Molecular analysis was performed by aligning the sequences obtained from positive PCR products that were sequenced by dideoxynucleotide sequencing at Austral-omics and curated using Geneious R11 2023.2.1. Minor differences were observed between these nucleotide sequences, indicating a common origin. All consensus sequences generated in this study were aligned with 64 publicly available sequences (Supplementary Table S1) from the United States, China, Australia, Russia, Italy, South Korea, Peru, and Canada. ICP4-1 and ICP4-2 sequences from positive samples displayed ~98% nucleotide identity with sequences including TCO IVAX, TCO high-passage, and TCO low-passage strains, associated with accession numbers JN580312, JN580314, and JN580315, respectively. A nucleotide identity of ~96% was found between sequences from positive samples and the ILTV USDA strain (JN542534) and other sequences derived from the USDA strain, such as USDA09-2019 and USA vModKLO (MN518177 and MN784693). The lack of publicly available data regarding ILT viral genomes in Chile makes it difficult to determine the cause of the predominant presence of TCO-related ILTV. This lack of data also limits our ability to assess whether this scenario is common in other regions of the country, and to draw broader conclusions about the virus’s epidemiology. According to local government veterinary services, ILTV has not been detected since 2011, which contrasts with our findings.

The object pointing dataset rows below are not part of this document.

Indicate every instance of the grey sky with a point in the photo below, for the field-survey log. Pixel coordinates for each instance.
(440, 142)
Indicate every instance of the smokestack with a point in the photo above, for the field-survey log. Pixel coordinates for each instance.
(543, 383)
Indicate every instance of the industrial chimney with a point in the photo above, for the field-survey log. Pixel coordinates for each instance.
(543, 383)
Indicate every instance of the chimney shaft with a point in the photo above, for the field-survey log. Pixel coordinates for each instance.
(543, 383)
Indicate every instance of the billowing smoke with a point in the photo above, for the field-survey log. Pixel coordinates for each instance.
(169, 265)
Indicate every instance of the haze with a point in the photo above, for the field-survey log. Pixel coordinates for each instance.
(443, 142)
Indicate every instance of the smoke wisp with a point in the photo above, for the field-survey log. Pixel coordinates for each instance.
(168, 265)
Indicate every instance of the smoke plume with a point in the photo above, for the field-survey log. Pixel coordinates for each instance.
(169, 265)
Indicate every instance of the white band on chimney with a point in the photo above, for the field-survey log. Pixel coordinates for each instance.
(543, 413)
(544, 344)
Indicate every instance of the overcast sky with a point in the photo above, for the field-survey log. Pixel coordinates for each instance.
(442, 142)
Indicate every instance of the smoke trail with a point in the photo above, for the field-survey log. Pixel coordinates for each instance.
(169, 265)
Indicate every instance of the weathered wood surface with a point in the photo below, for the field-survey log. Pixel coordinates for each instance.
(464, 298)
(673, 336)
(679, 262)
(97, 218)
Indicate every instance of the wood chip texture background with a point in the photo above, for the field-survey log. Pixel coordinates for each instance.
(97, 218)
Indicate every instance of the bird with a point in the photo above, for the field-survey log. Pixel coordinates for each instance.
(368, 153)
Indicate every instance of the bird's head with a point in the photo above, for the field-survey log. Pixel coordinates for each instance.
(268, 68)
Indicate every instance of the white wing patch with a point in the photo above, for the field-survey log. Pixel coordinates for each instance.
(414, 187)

The detection of TCO-like ILTV sequences in unvaccinated backyard chickens raises important questions regarding biosecurity measures, vaccine virus dissemination, and the effectiveness of current surveillance systems in Chile. The presence of vaccine-derived strains in birds with no vaccination history strongly suggests silent environmental circulation, potentially facilitated by the inadequate control of live-attenuated vaccines or poor farm-level containment practices. These findings highlight a gap between official records and actual viral circulation, underscoring the need to update national epidemiological databases and consider routine molecular surveillance, especially in non-commercial settings. The discrepancy between our results and the official reports indicating the absence of ILTV cases since 2011 points to a probable underreporting or misdiagnosis of subclinical or mild infections. Additionally, the use of high-resolution molecular tools, such as ICP4 sequencing and phylogenetic comparison, have proven to be essential not only for identifying circulating strains but also for uncovering hidden transmission chains. Implementing such molecular diagnostic approaches across Chile could inform targeted vaccination policies and improve the overall understanding of ILTV dynamics in both industrial and backyard poultry systems.

4. Conclusions

This study provides the first molecular evidence of ILTV circulation in unvaccinated backyard poultry flocks in southern Chile, with phylogenetic analysis revealing close genetic similarity to TCO vaccine strains. The detection of vaccine-derived sequences in unvaccinated birds suggests indirect transmission, likely due to inadequate biosecurity or environmental persistence. These findings highlight a gap between official surveillance data and field circulation, emphasizing the need for improved molecular monitoring in non-commercial settings. qPCR targeting the ICP4 gene, combined with phylogenetic analysis, proved effective for variant detection and characterization. Continued genomic surveillance and the integration of molecular tools into national health strategies are essential to better understand ILTV dynamics and inform vaccination policies.